When you order the journal from the Scholastic book order, don’t tell Mom. Do it independently and quietly. Don’t leave a trail. Pay in cash. (or, in my case, dollar bills and pennies.) Also: When you write in the journal, always take your clothes off first. That way, if someone barges into your room when you’re anxiously scribbling, you can run up to the door “Leave! I’M NAKED!” and slam it shut. They won’t know what hit them, besides a panicking-third-grader powered door. The journal aspect will be forgotten. The naked trick works.
2. Hide it.
I don’t mean hide under your bed, or in your panty drawer, or in your bookshelf. Hide it good—be creative! You’re only in third grade once. I didn’t hide mine under my bed; I hid mine under my house. If you pull your bottom drawers completely off their sliding hinges, with just enough room in the dusty ditch below to place a small purple, velour journal, that should be satisfactory.
3. Lock it.
The key, unlike the journal, is fairly safe in your panty drawer. Disregard the fact that the silver lock is probably faulty, and the buckle is on there for show. Silver locks scare away strangers. Strangers, nosy moms, and older sisters. Lock it.
4. Outsmart the intruder.
Unfortunately for me, I hadn’t yet invented invisible ink — that was on the to-do list for fourth grade, along with learning pre-pre-algebra and all the state capitals.

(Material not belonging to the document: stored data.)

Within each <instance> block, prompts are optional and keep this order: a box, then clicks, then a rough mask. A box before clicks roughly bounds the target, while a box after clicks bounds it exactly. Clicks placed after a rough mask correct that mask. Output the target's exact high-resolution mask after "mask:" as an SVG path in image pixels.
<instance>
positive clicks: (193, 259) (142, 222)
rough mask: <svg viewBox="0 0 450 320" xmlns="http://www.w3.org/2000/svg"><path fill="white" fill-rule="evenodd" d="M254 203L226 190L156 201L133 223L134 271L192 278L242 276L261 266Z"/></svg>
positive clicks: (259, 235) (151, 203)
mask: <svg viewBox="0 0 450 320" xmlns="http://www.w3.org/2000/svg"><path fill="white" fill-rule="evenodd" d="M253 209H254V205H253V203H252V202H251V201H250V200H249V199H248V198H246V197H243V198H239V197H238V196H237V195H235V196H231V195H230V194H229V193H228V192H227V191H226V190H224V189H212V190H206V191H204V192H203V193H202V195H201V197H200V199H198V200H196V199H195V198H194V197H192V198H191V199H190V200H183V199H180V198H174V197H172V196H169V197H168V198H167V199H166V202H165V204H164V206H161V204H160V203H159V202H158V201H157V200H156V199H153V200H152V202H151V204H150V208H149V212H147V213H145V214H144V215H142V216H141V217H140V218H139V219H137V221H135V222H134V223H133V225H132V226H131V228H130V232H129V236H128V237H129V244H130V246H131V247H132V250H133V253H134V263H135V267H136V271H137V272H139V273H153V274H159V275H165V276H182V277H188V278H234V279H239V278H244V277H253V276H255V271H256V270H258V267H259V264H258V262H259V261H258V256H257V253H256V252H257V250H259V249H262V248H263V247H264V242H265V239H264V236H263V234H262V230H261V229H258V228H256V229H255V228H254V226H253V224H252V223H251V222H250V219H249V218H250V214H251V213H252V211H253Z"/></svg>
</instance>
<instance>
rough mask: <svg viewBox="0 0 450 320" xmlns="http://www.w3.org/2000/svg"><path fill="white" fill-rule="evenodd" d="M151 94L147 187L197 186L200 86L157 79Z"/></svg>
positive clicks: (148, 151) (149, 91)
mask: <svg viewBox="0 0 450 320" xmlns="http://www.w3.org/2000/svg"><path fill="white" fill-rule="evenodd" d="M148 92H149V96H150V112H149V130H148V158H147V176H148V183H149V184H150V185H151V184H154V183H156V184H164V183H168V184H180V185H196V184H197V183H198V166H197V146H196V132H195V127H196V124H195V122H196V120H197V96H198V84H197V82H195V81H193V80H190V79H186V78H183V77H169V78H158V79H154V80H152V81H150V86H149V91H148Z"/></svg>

Settling with codes solved the intruder problem as far as I was concerned: Start on the last page, last line. Write right to left, moving up each line. Don’tusespaces. Any intruder, if they even get to the last page, will see letter clutter. Cluttered letters. Srettelderettulc. Nothing more. Also: write with messy handwriting. Theworstthingintheworldistotryanddecodebackwards,upside-downstories writteninathirdgrader’smessyhandwriting…withnospaces.
5. Stay anonymous.
Refer to certain people in terms of their initials, or be more creative if your memory allows you to keep them all straight. My first crush Lee was aptly referred to as eeL in journal entries. I thought it was brilliant. Lee = eeL. HA! No one will catch that one. No one. Alphabet soup is what we aim for. (Just don’t forget the code.)